É muito fácil comprar uma arma (ou uma dúzia) no estado americano de Nevada. De acordo com um artigo recente no The Independent, o estado é conhecido por seu “turismo de metralhadora”.
Não há necessidade de licença para a compra de rifles, e a licença para se portar um revólver ou pistola dá ao cidadão o direito de carregar esta arma abertamente em locais públicos: bares, restaurantes, hotéis, igrejas, e até mesmo edifícios do governo. Armas podem ser compradas em lojas, de particulares e mesmo pela Web.
Não se pode comprar armas automáticas no estado de Nevada — ou em qualquer outra parte dos EUA, uma vez que o comércio desse tipo de arma foi proibido por lei federal em 1986 —, mas não há restrição para o número de balas que uma arma pode armazenar. Uma arma automática atirará em rápida sucessão todas as balas, até esgotá-las, enquanto uma arma semiautomática (permitida em todo território americano) requer que o atirador puxe o gatilho a cada tiro. Mas há um detalhe interessante: apesar de ter seu comércio proibido, a propriedade de armas automáticas ainda é permitida, e é permitido por lei carregar abertamente uma metralhadora em público no estado de Nevada.
No caso do tiroteio de Las Vegas, pela quantidade de mortos (59, pela última contagem, sem incluir o atirador) e feridos (527, pela última contagem) e pelo relato de testemunhas, o atirador Stephen Paddock, 64, não usou armas automáticas para realizar o massacre, mas sim um dispositivo chamado bump fire stock, que é acoplado ao gatilho de uma arma semiautomática, efetivamente transformando-a em uma arma automática, ou seja, em uma metralhadora. Esses dispositivos têm sua venda liberada em todo os território americano.
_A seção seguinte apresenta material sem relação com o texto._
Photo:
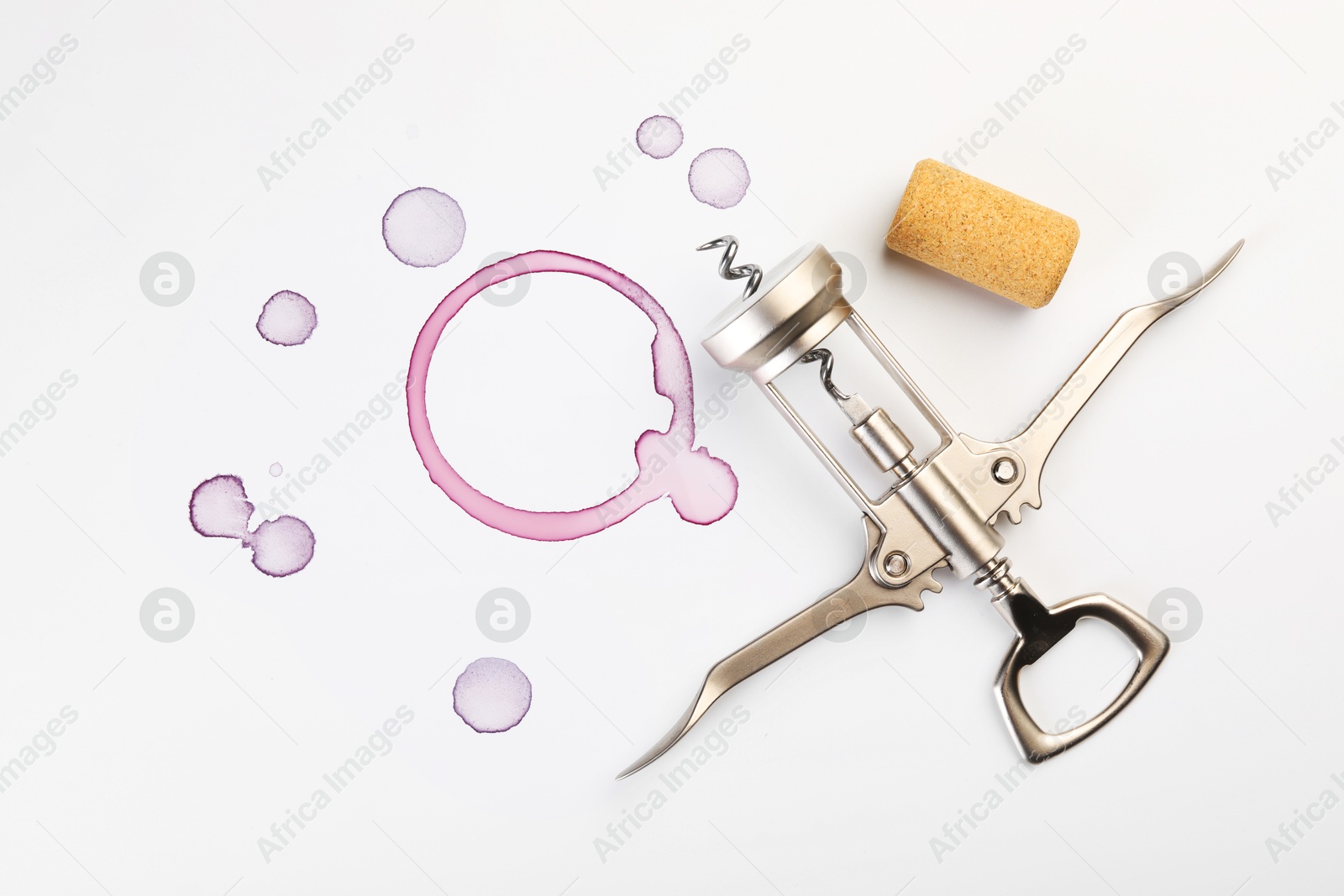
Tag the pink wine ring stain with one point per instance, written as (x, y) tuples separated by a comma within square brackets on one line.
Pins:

Veocê consegue perceber como são fáceis a compra e o porte legal de armas no estado de Nevada? Ótimo, guarde isso, por enquanto.
Observe agora um dos argumentos dos defensores das armas para a facilitação de acesso a elas. Em tradução livre: a melhor resposta para um cara mau carregando uma arma é um cara bom carregando uma arma. O raciocínio afirma que, ao invés de regulamentar e limitar o acesso às armas, o governo deveria facilitar esse acesso, pois em uma situação em que um doido começa a atirar, um cidadão de bem, armado, poderia resolver o caso, “neutralizando” (eufemismo para “matando”) o perpetrador do tiroteio.
Esse mote falhou miseravelmente em Las Vegas, apesar de todo o acesso que “bons cidadãos” têm, permitindo-lhes comprar e portar armas no estado de Nevada. A facilidade de se portar legalmente uma arma salvou exatamente zero das 59 vidas estupidamente desperdiçadas em Las Vegas. Não é para menos, observe, na foto de Lucy Nicholson, da Reuters (abaixo) a visão do hotel Mandalay Bay que um “bom cidadão com uma arma” teria na hora do tiroteio:
A distância do centro da área atingida pelo atirador até o hotel é de aproximadamente 400 metros. É razoável acreditar que o tal “bom cidadão com uma arma” teria condições de fazer alguma coisa? Se mesmo diante de toda a confusão esse cidadão tivesse um rifle de alta potência com uma mira telescópica, essa seria a visão que ele teria do local de onde vinham os disparos (região escura à direita, na foto de John Locher, da Associated Press):
Imaginar que um “bom cidadão com uma arma” pudesse fazer alguma coisa nesse caso beira o delírio.
A fantasia do “bom cidadão com uma arma” é perigosa e, quando não é absolutamente ineficiente, como no caso de Las Vegas, tem o potencial de fazer mais vítimas. O tal “bom cidadão” estaria adicionando balas a um tiroteio em local público (uma escola, um shopping), com gente correndo desesperada para todos os lados. O que poderia dar errado nisso? Quase tudo, infelizmente.
Não que fosse necessário mais algum tipo de demonstração, mas a fantasia do “bom cidadão com uma arma” é apenas uma enorme e perigosa balela, que só serve aos interesses dos grupos que visam lucrar com a venda de armas.